Он встает, его рука исчезает со стола и вырезанной надписи, которая копия части той, что высечена на камне у подножия горы, где находятся заброшенные теперь шахты, и тихо говорит той, которая никак не хочет покидать его, своей старшей сестре Таллии:
— Надеюсь, если бы ты могла говорить, то сказала бы, что я все делаю правильно, — усмехается Питер, оказываясь в коридоре. — Ты ведь знаешь, что я просто жил как мог… И я не мог тогда ничего изменить. Мне жаль. Но я попытаюсь все исправить. Пусть эта сука знает, что я не какое-то животное, которое она просто может посадить на цепь.
Питер спускается из дома по ступенькам, ощущая, что больше никогда не вернется в него, и его кости начинают хрустеть на последней ступеньке, когда его старое тело подвергается видоизменению. На коже престарелого мужчины появляются пепельные жесткие волосы, его рост становится все ниже, пока он не касается руками, а теперь уже лапами земли, которая зовет его еще громче, и желтовато-коричневые твердые и острые когти царапают эту землю, словно говорят ей заткнуться и дать ему немного времени, и одежда остается позади.
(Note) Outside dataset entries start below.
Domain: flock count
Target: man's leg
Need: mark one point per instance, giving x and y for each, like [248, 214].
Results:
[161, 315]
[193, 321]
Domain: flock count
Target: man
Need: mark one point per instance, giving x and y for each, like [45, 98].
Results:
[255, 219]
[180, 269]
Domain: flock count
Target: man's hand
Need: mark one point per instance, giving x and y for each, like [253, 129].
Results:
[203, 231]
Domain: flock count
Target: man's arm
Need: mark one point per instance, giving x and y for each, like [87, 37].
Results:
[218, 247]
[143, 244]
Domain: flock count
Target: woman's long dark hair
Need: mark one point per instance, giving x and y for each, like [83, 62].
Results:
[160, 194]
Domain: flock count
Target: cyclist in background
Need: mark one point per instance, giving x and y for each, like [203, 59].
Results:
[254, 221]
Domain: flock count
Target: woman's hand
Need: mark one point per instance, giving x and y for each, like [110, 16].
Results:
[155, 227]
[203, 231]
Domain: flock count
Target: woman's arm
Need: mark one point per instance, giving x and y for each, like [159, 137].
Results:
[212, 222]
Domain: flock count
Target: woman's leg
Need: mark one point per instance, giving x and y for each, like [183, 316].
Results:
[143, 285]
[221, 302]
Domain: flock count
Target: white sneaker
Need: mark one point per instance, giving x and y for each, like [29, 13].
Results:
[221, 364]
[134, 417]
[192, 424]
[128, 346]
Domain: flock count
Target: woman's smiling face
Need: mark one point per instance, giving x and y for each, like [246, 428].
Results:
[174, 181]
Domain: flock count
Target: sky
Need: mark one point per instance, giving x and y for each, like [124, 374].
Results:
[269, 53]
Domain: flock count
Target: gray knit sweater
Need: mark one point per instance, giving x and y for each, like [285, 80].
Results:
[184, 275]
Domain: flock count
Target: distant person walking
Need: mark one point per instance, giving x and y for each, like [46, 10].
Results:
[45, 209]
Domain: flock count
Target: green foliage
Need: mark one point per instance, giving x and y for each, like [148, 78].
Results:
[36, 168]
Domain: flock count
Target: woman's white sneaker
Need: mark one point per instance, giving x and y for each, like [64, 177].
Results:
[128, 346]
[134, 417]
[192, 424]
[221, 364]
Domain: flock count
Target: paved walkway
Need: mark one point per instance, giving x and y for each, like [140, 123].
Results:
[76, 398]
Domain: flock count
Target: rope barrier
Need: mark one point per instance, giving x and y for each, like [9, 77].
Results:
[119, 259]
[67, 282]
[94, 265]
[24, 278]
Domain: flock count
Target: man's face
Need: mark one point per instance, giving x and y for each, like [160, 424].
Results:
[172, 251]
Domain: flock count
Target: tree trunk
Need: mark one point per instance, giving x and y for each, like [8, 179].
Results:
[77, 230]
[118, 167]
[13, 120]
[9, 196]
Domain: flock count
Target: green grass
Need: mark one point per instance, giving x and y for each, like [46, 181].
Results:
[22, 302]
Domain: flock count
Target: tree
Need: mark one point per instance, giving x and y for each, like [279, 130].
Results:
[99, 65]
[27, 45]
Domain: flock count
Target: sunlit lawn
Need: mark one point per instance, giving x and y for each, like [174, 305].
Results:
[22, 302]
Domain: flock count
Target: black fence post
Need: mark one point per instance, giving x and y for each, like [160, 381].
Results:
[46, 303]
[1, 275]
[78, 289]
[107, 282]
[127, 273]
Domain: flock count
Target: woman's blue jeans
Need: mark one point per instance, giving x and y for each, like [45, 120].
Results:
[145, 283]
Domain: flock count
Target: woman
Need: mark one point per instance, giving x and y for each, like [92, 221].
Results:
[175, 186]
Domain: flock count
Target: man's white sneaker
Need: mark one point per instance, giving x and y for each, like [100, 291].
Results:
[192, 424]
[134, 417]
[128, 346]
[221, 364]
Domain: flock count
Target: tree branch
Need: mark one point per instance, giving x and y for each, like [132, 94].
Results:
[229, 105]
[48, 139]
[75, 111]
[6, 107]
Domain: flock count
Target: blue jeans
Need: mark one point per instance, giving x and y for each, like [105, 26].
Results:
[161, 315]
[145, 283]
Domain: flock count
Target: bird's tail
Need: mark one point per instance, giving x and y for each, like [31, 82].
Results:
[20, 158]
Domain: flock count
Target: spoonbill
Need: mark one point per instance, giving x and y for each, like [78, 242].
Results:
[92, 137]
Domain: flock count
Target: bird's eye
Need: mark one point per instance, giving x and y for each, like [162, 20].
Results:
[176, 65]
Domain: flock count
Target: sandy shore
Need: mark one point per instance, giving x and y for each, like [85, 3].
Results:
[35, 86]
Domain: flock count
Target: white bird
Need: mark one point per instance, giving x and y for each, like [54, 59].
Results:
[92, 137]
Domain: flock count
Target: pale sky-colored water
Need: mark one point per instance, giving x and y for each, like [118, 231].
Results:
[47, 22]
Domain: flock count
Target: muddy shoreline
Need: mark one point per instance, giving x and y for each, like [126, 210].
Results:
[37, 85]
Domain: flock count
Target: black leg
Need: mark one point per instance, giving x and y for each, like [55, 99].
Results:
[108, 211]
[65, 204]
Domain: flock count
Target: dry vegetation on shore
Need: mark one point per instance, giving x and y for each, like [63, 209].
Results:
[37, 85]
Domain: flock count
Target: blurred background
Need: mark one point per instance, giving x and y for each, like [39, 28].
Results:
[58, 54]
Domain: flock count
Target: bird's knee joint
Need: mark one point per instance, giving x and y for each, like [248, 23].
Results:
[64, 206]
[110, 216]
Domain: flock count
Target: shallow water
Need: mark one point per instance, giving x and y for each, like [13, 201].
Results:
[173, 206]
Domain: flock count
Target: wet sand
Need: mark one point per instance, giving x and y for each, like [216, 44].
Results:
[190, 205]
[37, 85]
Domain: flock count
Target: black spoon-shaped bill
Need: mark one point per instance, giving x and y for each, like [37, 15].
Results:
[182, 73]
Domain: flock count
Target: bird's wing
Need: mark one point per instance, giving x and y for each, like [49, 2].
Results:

Белый лис с блекло-голубыми, словно слепыми человечьими глазами, тяфкает, обегая себя вокруг собственной оси, разминая лапы и позвонки, которые ноют с непривычки, и после, привыкнув к новому телу, про которое почти забыл, старый лис стартует и убегает в сторону леса, скрываясь за деревьями довольно быстро, и только следы его небольших лап остаются на земле, давая понять, что тот вообще здесь был.
Дитон, подглядывающий в щелку своей приоткрытой двери за происходящим, захлопывает дверь и запирает после ее на замок, вздыхая. Это необратимый процесс, понимает он, который начался. И все решится сегодня. Плохо или нет для тех, кого он когда-то обещал оберегать. Дитон жмет губы от разрывающего его чувства вины, а его темные руки начинают дрожать, но он просто прячет их в карманы своего халата и уходит вглубь своего каменного дома, окруженного защитой из различных порошков и заклинаний. Выживание всегда будет выше жертвенности. Никто не захочет, поняв цену жизни, прощаться с ней ради жизни другого.
Дитон старается не думать о том, насколько фальшиво это звучит в собственной голове. И насколько это похоже на простую отговорку. Он всегда был трусом. И, может, когда-нибудь придется, наконец, это признать.